Lockhart on Why Monetary Policy Isn't Doing More

The Federal Open Market Committee has kept the fed funds rate at almost zero since December 2008, and it has taken other steps aimed at spurring the economy. Yet the recovery has been inconsistent. At the Federal Reserve Bank of Atlanta's Banking Outlook conference on March 1, Atlanta Fed President Dennis Lockhart explained some of the reasons why accommodative monetary policy has so far not had more of an impact than it has.

Lockhart also believes the policy of low rates outweigh the costs, especially as the recovery is still gaining traction. He thinks the challenges of closing the employment gap call for this kind of sustained support for "what is, like it or not, a gradual process."

Lockhart focused his remarks on what is known as the transmission mechanism of monetary policy—the way the policy works its way into the real economy so that it can have the desired effect. In the case of lower rates and other forms of accommodative policy, the aim is to stimulate borrowing, spending, hiring, and overall economic growth.
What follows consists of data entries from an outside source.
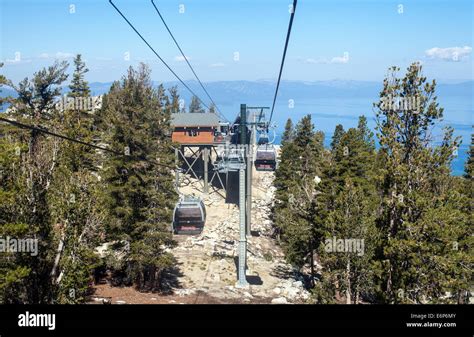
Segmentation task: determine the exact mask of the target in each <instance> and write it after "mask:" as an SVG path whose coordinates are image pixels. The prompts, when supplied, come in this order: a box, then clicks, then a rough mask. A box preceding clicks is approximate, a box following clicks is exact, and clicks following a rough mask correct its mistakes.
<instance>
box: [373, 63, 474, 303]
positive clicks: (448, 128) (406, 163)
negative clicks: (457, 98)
mask: <svg viewBox="0 0 474 337" xmlns="http://www.w3.org/2000/svg"><path fill="white" fill-rule="evenodd" d="M398 70H399V69H398V68H396V67H393V68H391V69H390V73H389V76H388V77H387V78H386V79H385V80H384V84H383V90H382V91H381V93H380V98H381V101H380V102H379V103H376V104H374V105H375V106H376V108H377V113H376V116H377V130H378V138H379V142H380V146H381V150H380V151H381V152H382V154H383V156H384V159H383V161H384V162H385V165H384V167H383V168H382V169H383V185H382V192H383V202H382V205H381V207H382V214H381V216H380V217H379V218H378V226H379V228H380V230H381V234H382V242H381V245H380V250H379V254H380V255H379V256H378V259H379V260H380V261H381V262H380V263H381V268H382V270H383V272H382V274H381V283H380V289H381V290H382V293H381V294H380V299H381V301H385V302H390V303H394V302H395V303H426V302H431V303H433V302H442V301H446V302H451V301H455V300H454V299H453V298H452V297H449V296H448V297H445V295H446V294H447V293H451V294H452V293H458V292H460V291H463V290H464V291H466V290H467V289H463V288H464V287H465V284H466V281H467V280H466V277H467V274H466V272H467V269H468V268H469V263H462V262H461V259H460V257H462V258H466V259H467V261H469V260H472V259H470V258H469V256H468V255H467V253H468V248H469V247H468V245H467V244H466V238H467V237H468V236H469V230H468V227H467V223H468V222H467V221H466V219H465V218H464V214H463V212H461V210H460V209H459V207H458V205H459V202H460V199H459V193H458V192H456V190H455V188H454V185H453V179H452V177H451V176H450V164H451V161H452V158H453V150H454V149H456V148H457V146H458V138H453V132H452V129H449V128H448V129H445V131H444V139H443V142H442V144H441V145H440V146H434V145H433V144H432V139H431V136H430V135H431V132H430V129H431V127H432V126H433V125H434V124H435V123H436V122H437V121H438V120H439V119H441V118H442V116H443V109H442V108H440V107H439V104H438V103H437V97H436V95H435V89H436V82H435V81H434V80H433V81H432V82H431V83H429V82H427V81H426V77H424V76H423V75H422V66H421V65H420V64H418V63H414V64H412V65H411V66H410V67H409V68H408V69H407V73H406V74H405V76H404V77H403V78H398V77H397V71H398ZM414 97H416V99H417V100H419V102H420V104H419V106H416V107H413V106H412V107H408V108H401V107H400V106H395V107H393V106H390V105H388V104H386V102H387V101H388V100H392V99H394V98H408V99H413V98H414ZM453 245H454V246H455V247H456V249H457V250H453ZM471 266H472V265H471Z"/></svg>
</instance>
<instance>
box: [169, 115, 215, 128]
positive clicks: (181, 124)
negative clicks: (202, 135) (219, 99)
mask: <svg viewBox="0 0 474 337" xmlns="http://www.w3.org/2000/svg"><path fill="white" fill-rule="evenodd" d="M171 126H174V127H176V126H185V127H191V126H215V127H218V126H219V116H217V115H216V114H214V113H174V114H171Z"/></svg>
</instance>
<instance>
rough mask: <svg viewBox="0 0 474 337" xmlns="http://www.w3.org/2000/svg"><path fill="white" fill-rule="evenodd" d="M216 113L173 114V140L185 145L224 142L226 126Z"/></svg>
mask: <svg viewBox="0 0 474 337" xmlns="http://www.w3.org/2000/svg"><path fill="white" fill-rule="evenodd" d="M221 124H222V123H220V122H219V117H218V116H217V115H216V114H214V113H174V114H171V127H172V128H173V130H172V135H171V139H172V141H173V142H176V143H180V144H184V145H209V144H215V143H221V142H224V140H225V139H224V134H223V132H222V130H221V129H223V128H224V126H223V125H221Z"/></svg>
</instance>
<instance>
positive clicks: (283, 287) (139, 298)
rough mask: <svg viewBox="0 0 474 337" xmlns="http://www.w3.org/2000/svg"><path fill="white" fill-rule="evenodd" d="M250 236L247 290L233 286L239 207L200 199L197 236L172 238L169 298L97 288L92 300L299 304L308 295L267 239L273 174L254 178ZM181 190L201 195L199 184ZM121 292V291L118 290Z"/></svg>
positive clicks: (104, 288) (267, 234)
mask: <svg viewBox="0 0 474 337" xmlns="http://www.w3.org/2000/svg"><path fill="white" fill-rule="evenodd" d="M253 177H254V179H253V193H252V194H253V204H252V222H251V224H252V225H251V231H252V235H251V236H249V237H248V255H247V257H248V263H247V264H248V270H247V280H248V282H249V283H250V286H249V287H248V288H247V289H240V288H236V287H235V284H236V281H237V264H238V245H239V242H238V237H239V220H238V219H239V217H238V216H239V209H238V207H237V206H236V205H233V204H226V203H225V200H224V199H223V198H222V197H221V196H219V194H218V193H215V192H214V193H209V195H202V197H204V201H205V204H206V210H207V219H206V225H205V228H204V230H203V232H202V233H201V234H200V235H194V236H187V235H175V239H176V241H177V242H178V246H177V247H176V248H174V249H172V253H173V255H174V256H175V257H176V258H177V260H178V265H177V268H176V273H174V274H173V275H171V276H172V277H174V278H175V280H174V282H173V289H172V294H171V295H167V296H164V295H158V294H153V293H139V292H137V291H135V290H134V289H132V288H118V289H117V288H113V287H111V286H109V285H100V286H98V287H96V289H95V290H96V291H95V295H94V296H95V297H93V299H92V301H93V302H96V303H97V302H100V301H102V299H103V298H108V299H110V301H111V302H112V303H119V304H120V303H276V304H285V303H304V302H305V301H306V300H308V298H309V293H308V292H307V291H306V290H305V289H304V287H303V282H302V280H299V279H296V278H295V276H294V275H295V274H294V273H293V272H292V269H291V267H290V266H289V265H287V264H286V263H285V261H284V258H283V254H282V251H281V249H280V247H278V246H277V245H276V243H275V240H274V239H273V238H272V237H271V233H272V222H271V220H270V208H271V204H272V202H273V193H274V187H273V186H272V182H273V177H274V174H273V172H257V171H254V175H253ZM190 181H191V183H190V184H188V185H187V186H186V187H183V188H182V189H181V191H182V192H184V193H186V194H192V193H194V194H196V195H200V193H199V192H198V189H197V186H198V184H199V183H198V181H196V180H193V179H190ZM119 289H120V290H119Z"/></svg>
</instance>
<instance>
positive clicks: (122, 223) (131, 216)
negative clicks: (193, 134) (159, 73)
mask: <svg viewBox="0 0 474 337" xmlns="http://www.w3.org/2000/svg"><path fill="white" fill-rule="evenodd" d="M160 95H163V92H161V93H160V92H159V91H158V92H157V91H156V90H155V89H153V87H152V84H151V80H150V71H149V68H148V67H147V66H145V65H143V64H141V65H140V68H139V69H138V70H134V69H133V68H130V69H129V70H128V73H127V76H126V77H124V78H123V79H122V81H121V83H119V82H116V83H114V85H113V86H112V88H111V90H110V92H109V94H108V95H107V100H106V104H105V105H104V109H105V111H104V114H105V118H106V119H107V123H108V124H107V125H108V132H107V138H108V142H109V143H110V147H111V148H112V149H114V150H115V151H119V152H123V153H126V154H129V155H126V156H115V155H114V156H109V158H108V162H107V163H106V165H105V179H106V183H107V189H106V195H105V204H106V207H107V209H108V214H109V217H110V221H109V223H108V229H107V236H108V239H109V240H116V241H120V242H121V243H124V245H125V247H127V249H126V251H127V254H126V257H125V258H124V259H123V260H122V261H121V264H122V270H123V272H124V273H125V274H126V276H127V279H128V280H129V281H130V282H133V283H134V284H135V285H136V286H137V287H138V288H145V287H146V288H151V289H155V288H158V287H159V286H160V282H161V277H160V276H161V274H162V272H163V271H164V270H166V268H169V267H171V266H173V264H174V260H173V257H172V255H171V254H170V253H167V252H165V248H166V247H170V246H172V245H173V244H174V241H172V236H171V231H170V219H171V211H172V207H173V200H175V192H174V190H173V177H172V175H171V172H170V170H169V169H167V168H164V167H162V166H159V165H157V162H159V163H161V164H167V165H172V163H173V156H172V153H171V152H170V140H169V137H168V136H167V135H168V132H169V119H170V114H171V111H172V109H173V107H172V106H171V105H170V104H168V106H163V105H162V98H163V97H160Z"/></svg>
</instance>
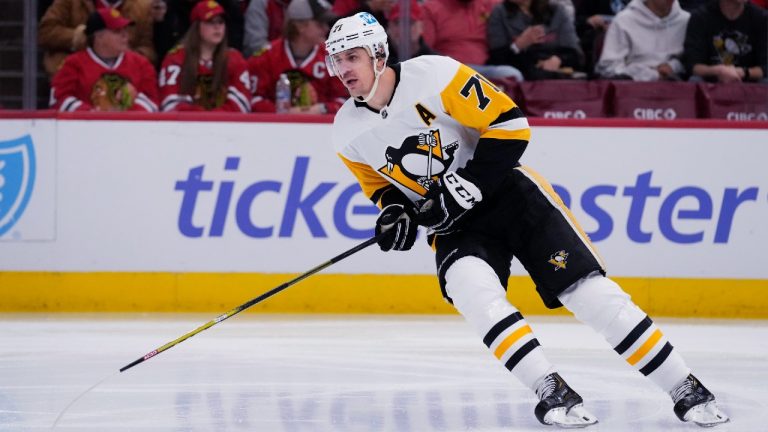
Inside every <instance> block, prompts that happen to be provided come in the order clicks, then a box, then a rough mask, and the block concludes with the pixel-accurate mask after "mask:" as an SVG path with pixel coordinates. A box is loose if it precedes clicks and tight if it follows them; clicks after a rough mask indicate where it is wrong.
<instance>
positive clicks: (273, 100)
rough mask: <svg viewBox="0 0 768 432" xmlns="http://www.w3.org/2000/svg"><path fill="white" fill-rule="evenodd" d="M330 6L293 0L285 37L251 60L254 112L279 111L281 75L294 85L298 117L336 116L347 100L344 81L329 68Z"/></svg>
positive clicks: (326, 3) (289, 9)
mask: <svg viewBox="0 0 768 432" xmlns="http://www.w3.org/2000/svg"><path fill="white" fill-rule="evenodd" d="M329 18H332V15H331V13H330V5H329V4H328V3H325V2H323V1H321V0H292V1H291V4H290V5H289V6H288V9H287V10H286V24H285V36H284V37H282V38H278V39H276V40H275V41H273V42H272V44H271V45H270V47H269V49H267V50H266V51H264V52H263V53H261V54H259V55H255V56H253V57H251V58H250V59H249V60H248V68H249V70H250V72H251V80H252V82H253V88H254V98H253V100H252V108H253V111H254V112H275V111H276V105H275V91H276V84H277V80H278V79H279V77H280V75H281V74H286V75H288V78H289V80H290V83H291V94H292V100H291V108H290V109H289V112H290V113H294V114H299V113H303V114H326V113H335V112H336V111H338V109H339V108H340V107H341V105H342V104H343V103H344V101H345V100H346V99H347V97H348V94H347V92H346V89H345V88H344V86H343V85H342V84H341V81H340V80H338V79H336V78H333V77H331V76H330V75H329V74H328V70H327V69H326V63H325V57H326V51H325V38H326V36H327V35H328V22H329V21H328V19H329Z"/></svg>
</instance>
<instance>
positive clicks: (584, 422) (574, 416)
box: [544, 404, 597, 429]
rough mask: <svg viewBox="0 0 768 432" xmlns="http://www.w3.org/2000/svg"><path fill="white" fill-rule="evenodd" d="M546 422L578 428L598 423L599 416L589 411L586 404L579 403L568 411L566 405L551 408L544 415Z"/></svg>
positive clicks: (573, 428) (562, 426)
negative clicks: (597, 415) (565, 407)
mask: <svg viewBox="0 0 768 432" xmlns="http://www.w3.org/2000/svg"><path fill="white" fill-rule="evenodd" d="M544 422H545V423H546V424H549V425H554V426H557V427H561V428H564V429H576V428H583V427H587V426H590V425H593V424H595V423H597V417H595V416H594V415H592V413H590V412H589V411H587V409H586V408H584V405H582V404H578V405H574V406H573V407H572V408H571V410H570V411H568V412H566V411H565V407H563V408H555V409H552V410H550V411H549V412H548V413H547V414H545V415H544Z"/></svg>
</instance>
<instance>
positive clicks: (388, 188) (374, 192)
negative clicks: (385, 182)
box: [371, 184, 395, 207]
mask: <svg viewBox="0 0 768 432" xmlns="http://www.w3.org/2000/svg"><path fill="white" fill-rule="evenodd" d="M394 188H395V186H394V185H392V184H389V185H386V186H384V187H383V188H381V189H377V190H376V192H374V193H373V195H371V201H373V203H374V204H376V205H378V204H379V200H380V199H381V197H382V196H384V194H385V193H387V192H388V191H390V190H392V189H394ZM382 207H385V206H382Z"/></svg>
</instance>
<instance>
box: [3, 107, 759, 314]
mask: <svg viewBox="0 0 768 432" xmlns="http://www.w3.org/2000/svg"><path fill="white" fill-rule="evenodd" d="M41 117H43V118H35V119H30V118H16V119H2V120H0V161H3V160H5V161H6V163H5V164H4V167H0V177H2V180H3V181H2V182H0V192H2V194H3V195H0V198H1V199H0V271H1V272H2V273H0V294H2V295H3V299H4V300H3V302H2V304H1V305H0V310H4V311H90V310H104V311H142V310H161V311H177V310H190V311H203V310H206V311H208V310H210V311H217V310H222V309H228V308H231V307H234V306H236V305H237V304H240V303H242V302H244V301H246V300H248V299H250V298H252V297H254V296H255V295H258V294H259V293H261V292H264V291H266V290H268V289H270V288H272V287H274V286H277V285H279V284H280V283H282V282H284V281H286V280H288V279H290V278H291V277H293V276H295V275H296V274H298V273H302V272H304V271H306V270H309V269H310V268H312V267H314V266H316V265H318V264H320V263H322V262H324V261H326V260H328V259H329V258H331V257H332V256H334V255H336V254H338V253H340V252H342V251H344V250H346V249H349V248H351V247H353V246H354V245H356V244H358V243H360V242H361V241H363V240H364V239H366V238H368V237H369V236H370V235H372V230H371V227H372V226H373V223H374V221H375V218H376V208H375V207H373V206H372V205H371V203H370V202H368V201H367V200H366V199H365V198H364V197H363V196H362V194H361V193H360V191H359V187H357V185H356V182H355V180H354V178H353V177H352V176H351V174H350V173H349V172H348V171H347V170H346V168H345V167H344V166H343V164H342V163H341V162H340V161H339V160H338V158H337V157H336V156H335V154H334V152H333V149H332V147H331V144H330V134H331V127H330V124H329V123H327V122H324V121H319V122H318V121H314V122H311V123H307V122H304V123H295V122H285V121H284V120H285V118H277V117H275V116H271V117H270V116H268V117H249V118H248V120H249V121H243V120H244V119H245V117H217V121H204V120H203V118H202V117H194V116H190V117H182V116H159V117H152V118H149V117H132V116H116V117H109V116H100V117H96V118H82V117H72V116H49V117H50V118H45V117H44V116H41ZM254 119H255V120H254ZM290 120H294V121H295V120H297V119H296V118H293V119H290ZM532 123H533V125H534V128H533V137H532V142H531V144H530V146H529V148H528V150H527V152H526V154H525V156H524V158H523V160H522V162H523V163H524V164H525V165H528V166H531V167H533V168H534V169H535V170H537V171H538V172H540V173H541V174H542V175H544V176H545V177H546V178H548V179H549V180H550V181H551V182H552V183H553V185H554V187H555V189H556V190H557V191H558V192H559V193H560V194H561V195H562V197H563V198H564V200H565V201H566V203H568V204H569V205H570V207H571V209H572V210H573V212H574V214H575V215H576V217H577V218H578V219H579V220H580V221H581V223H582V225H583V228H584V230H585V231H586V232H587V233H588V234H590V236H591V238H592V240H593V242H594V244H595V246H596V247H597V248H598V249H599V251H600V253H601V254H602V256H603V257H604V258H605V260H606V262H607V266H608V270H609V274H610V275H611V276H613V277H615V278H617V279H618V280H619V281H620V282H621V283H622V284H623V286H624V287H625V288H626V289H627V290H628V291H629V292H631V293H632V294H633V296H634V297H635V299H636V300H637V301H638V303H640V304H642V305H643V306H645V307H646V308H647V309H648V310H649V312H652V313H655V314H656V315H667V316H693V315H706V316H724V317H768V301H767V300H765V299H766V298H767V297H768V296H766V295H765V293H767V292H768V266H766V265H764V264H763V263H762V257H763V256H764V255H765V254H764V252H763V251H764V248H763V246H764V245H765V244H767V243H768V228H766V226H765V224H764V223H763V221H765V220H768V175H766V174H765V168H764V163H765V160H768V125H767V124H766V123H765V122H751V123H738V124H737V123H726V122H700V121H688V122H630V121H602V122H600V121H593V122H589V123H586V122H573V121H571V122H567V121H560V122H553V121H541V120H539V121H538V122H537V121H535V120H534V121H532ZM30 149H31V150H30ZM14 152H16V153H14ZM25 152H26V153H25ZM3 157H5V158H6V159H2V158H3ZM422 237H423V236H422ZM556 252H557V251H553V253H556ZM512 270H513V272H512V273H513V276H512V280H511V281H510V287H512V289H511V290H510V298H511V299H512V300H513V302H514V303H515V304H516V305H519V307H520V308H521V309H522V310H524V311H526V312H528V313H543V312H546V311H545V309H544V308H543V307H542V306H541V305H540V302H539V301H538V299H537V297H536V294H535V291H534V290H533V288H532V284H531V282H530V281H529V280H528V278H527V277H526V276H525V273H524V270H523V269H522V268H521V267H520V266H519V265H517V264H513V268H512ZM433 271H434V257H433V254H432V252H431V250H430V249H429V248H428V247H427V245H426V244H425V242H423V241H421V240H420V241H418V243H417V246H416V247H415V248H414V250H413V251H412V252H410V253H405V254H404V253H390V254H382V253H381V252H380V251H378V250H377V249H376V248H375V247H372V248H369V249H367V250H365V251H363V252H361V253H359V254H356V255H355V256H353V257H350V258H348V259H347V260H345V261H343V262H341V263H338V264H336V265H334V266H333V267H331V268H330V269H328V270H326V271H325V272H324V273H328V274H322V275H317V276H313V277H312V278H310V279H308V280H306V281H304V282H302V283H301V284H300V285H299V286H296V287H294V288H291V290H289V291H286V292H285V293H281V294H280V295H279V296H277V297H275V298H274V299H270V300H269V301H267V302H265V303H264V304H262V305H259V306H258V309H259V310H262V311H270V312H272V311H274V312H284V311H288V312H353V313H354V312H362V313H367V312H375V313H387V312H389V313H450V312H451V310H452V309H451V308H450V307H449V306H448V305H447V304H445V303H444V302H443V301H442V299H441V298H440V295H439V288H438V287H437V284H436V281H435V280H434V277H433V276H432V274H433Z"/></svg>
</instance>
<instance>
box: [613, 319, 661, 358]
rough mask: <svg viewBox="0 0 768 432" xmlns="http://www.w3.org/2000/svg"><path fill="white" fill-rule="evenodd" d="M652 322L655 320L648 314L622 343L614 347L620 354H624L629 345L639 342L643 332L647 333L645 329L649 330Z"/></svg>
mask: <svg viewBox="0 0 768 432" xmlns="http://www.w3.org/2000/svg"><path fill="white" fill-rule="evenodd" d="M652 324H653V321H651V318H650V317H649V316H648V315H646V316H645V318H643V320H642V321H640V323H639V324H638V325H636V326H635V328H634V329H632V331H631V332H629V334H628V335H627V337H625V338H624V340H623V341H621V343H620V344H618V345H616V348H614V349H613V350H614V351H616V352H617V353H619V355H622V354H624V352H625V351H627V350H628V349H629V347H631V346H632V344H634V343H635V342H637V340H638V339H640V336H642V334H643V333H645V331H646V330H648V329H649V328H650V327H651V325H652Z"/></svg>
Banking system important part of monetary policy channel
The banking system is an important element in this transmission dynamic, Lockhart said. Although current monetary policy is intended to increase borrowing and lending, lending growth has been weak for several reasons that fall under the general categories of loan demand and loan supply. On the demand side, companies large and small are in most cases not seeking much credit. Many large companies have strong balance sheets, are flush with cash, and are generating healthy earnings. Simply put, then, most big businesses do not need to borrow.

Small companies as a group, however, are struggling and worried about future revenue growth. These firms tend to be wary about taking on additional debt. Consumers, meanwhile, are by and large still trying to pay down debt rather than taking on more.

Many factors limiting credit supply as well as demand
Turning to the supply side of the credit equation, Lockhart listed several factors that are inhibiting lending:

  • Tougher underwriting standards resulting from the financial crisis and recession
  • Some banks being short on capital
  • Many banks reducing high concentrations of loans in specific industries, notably commercial real estate and
  • In some instances, the combination of stricter regulation and bank managements' need to improve regulatory ratings having led banks to focus on dealing with problems rather than finding new business.

"Long story short," Lockhart said, "low funding costs and abundant bank reserves produced by monetary policy still have not resulted in significant, broad-based loan growth." He noted that new data show that loan demand is beginning to pick up.